En cuanto amaneció, fui a ver a Jasper. —¿Nada saldrá mal en la cirugía, verdad?
Me tranquilizó, diciéndome que la tasa de éxito de la operación era altísima.
—La cirugía cerebral es más delicada y compleja que las normales. Así que tienes que ser paciente. Puede que lleve un tiempo —explicó.
Asentí, esperando ansiosamente fuera del quirófano.
Klein me entregó un vaso de agua tibia, consolándome con voz suave: —No te estreses. Matthew es un cirujano brillante.
Finalmente me relajé un poco y forcé una sonrisa. —Siento haberme asustado tanto. Es solo que…

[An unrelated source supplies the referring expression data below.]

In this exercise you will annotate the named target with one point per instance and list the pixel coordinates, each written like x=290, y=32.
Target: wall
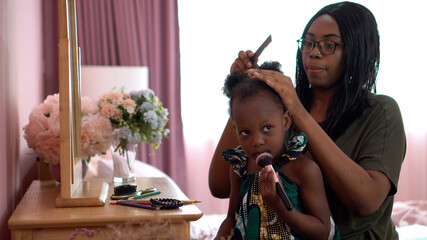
x=21, y=73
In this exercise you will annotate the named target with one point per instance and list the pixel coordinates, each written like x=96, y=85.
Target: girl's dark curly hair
x=359, y=32
x=241, y=86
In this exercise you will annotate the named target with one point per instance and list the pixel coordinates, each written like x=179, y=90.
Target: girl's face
x=323, y=71
x=260, y=124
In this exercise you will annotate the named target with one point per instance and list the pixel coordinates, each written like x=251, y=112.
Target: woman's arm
x=362, y=191
x=219, y=177
x=315, y=222
x=229, y=223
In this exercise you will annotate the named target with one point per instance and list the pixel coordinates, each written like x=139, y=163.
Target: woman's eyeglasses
x=326, y=47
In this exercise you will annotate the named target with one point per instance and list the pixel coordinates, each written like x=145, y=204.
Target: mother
x=355, y=136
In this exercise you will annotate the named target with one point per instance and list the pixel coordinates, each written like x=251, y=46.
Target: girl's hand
x=243, y=62
x=267, y=186
x=283, y=85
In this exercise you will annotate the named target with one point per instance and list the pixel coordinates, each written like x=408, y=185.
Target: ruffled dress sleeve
x=238, y=160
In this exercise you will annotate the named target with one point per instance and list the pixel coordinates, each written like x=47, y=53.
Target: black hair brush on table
x=125, y=191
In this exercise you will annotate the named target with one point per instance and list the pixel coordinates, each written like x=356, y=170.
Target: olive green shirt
x=375, y=141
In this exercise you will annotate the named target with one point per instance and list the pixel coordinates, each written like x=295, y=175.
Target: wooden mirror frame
x=74, y=191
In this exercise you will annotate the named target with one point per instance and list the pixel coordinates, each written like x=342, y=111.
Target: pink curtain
x=139, y=33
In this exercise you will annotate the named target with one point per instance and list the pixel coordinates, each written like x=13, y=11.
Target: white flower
x=151, y=117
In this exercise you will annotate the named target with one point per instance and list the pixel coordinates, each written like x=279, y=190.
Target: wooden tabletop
x=38, y=210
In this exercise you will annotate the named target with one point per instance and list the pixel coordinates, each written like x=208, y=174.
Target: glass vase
x=123, y=156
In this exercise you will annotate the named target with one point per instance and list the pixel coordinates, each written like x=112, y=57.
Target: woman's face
x=323, y=71
x=260, y=125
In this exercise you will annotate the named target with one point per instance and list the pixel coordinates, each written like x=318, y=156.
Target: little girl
x=255, y=210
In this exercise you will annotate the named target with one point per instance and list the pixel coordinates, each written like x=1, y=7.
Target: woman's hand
x=243, y=62
x=283, y=85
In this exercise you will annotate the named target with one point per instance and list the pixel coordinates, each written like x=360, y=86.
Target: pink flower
x=89, y=106
x=110, y=111
x=43, y=132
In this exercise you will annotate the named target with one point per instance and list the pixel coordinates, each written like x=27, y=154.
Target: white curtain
x=212, y=33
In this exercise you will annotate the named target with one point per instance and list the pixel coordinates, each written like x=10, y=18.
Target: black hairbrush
x=125, y=191
x=265, y=159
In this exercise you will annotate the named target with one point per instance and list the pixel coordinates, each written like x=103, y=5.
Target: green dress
x=254, y=218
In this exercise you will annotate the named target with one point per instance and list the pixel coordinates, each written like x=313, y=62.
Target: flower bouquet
x=43, y=131
x=136, y=117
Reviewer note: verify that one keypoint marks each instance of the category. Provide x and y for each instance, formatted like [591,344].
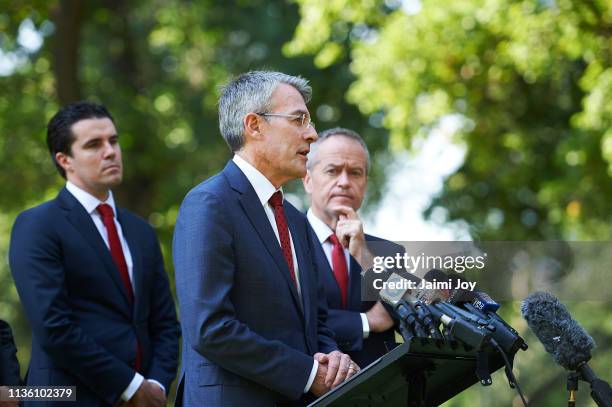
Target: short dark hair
[59,129]
[336,131]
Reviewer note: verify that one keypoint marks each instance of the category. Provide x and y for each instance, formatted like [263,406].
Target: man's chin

Me humedecí los labios, con la voz ligeramente temblorosa. —He perdido demasiado en menos de tres años. Mi estatus, mi riqueza, mi cachorro y mi mamá. Hasta mi mano está lisiada. Como puedes ver, ahora mismo soy prácticamente inútil. Mi papá es la única familia que tengo, así que quiero que salga de esta más que nada en el mundo.
Klein me alborotó el pelo y, con palabras rebosantes de compasión, exclamó: —Pobre niña.
Le recordé de nuevo: —Haremos el trasplante de riñón en cuanto mi papá se recupere sano y salvo.
—Ya te he dicho que no hay por qué apurarse —respondió Klein, mientras una leve sonrisa asomaba a su rostro.
—Estoy muy agradecida por toda tu ayuda. Mi vida valdrá la pena si puedo ayudarte con esto —ofrecí con firmeza.
Klein contempló las paredes blancas y preguntó en voz baja: —¿Cuáles son tus planes para el futuro?
—Supongo que me quedaré en la isla con mi papá hasta que se recupere del todo. Si para entonces todavía tengo la oportunidad… —dejé la frase en el aire.
Klein me miró con gesto interrogante y preguntó: —¿Y entonces qué?
Negué con la cabeza y sonreí. —Nada.
—Tabitha, si no tienes adónde ir, puedes venir a mi ciudad natal, Vancouver. Una hermosa ciudad costera en el suroeste de la Columbia Británica, en Canadá. Tiene uno de los escenarios más pintorescos de cualquier ciudad del mundo. Te encantará por completo.
La invitación de Klein me produjo una cálida sensación en el corazón.
—De acuerdo, iré si tengo tiempo —asentí, jurándome a mí misma que iría allí si Papá se recuperaba del todo.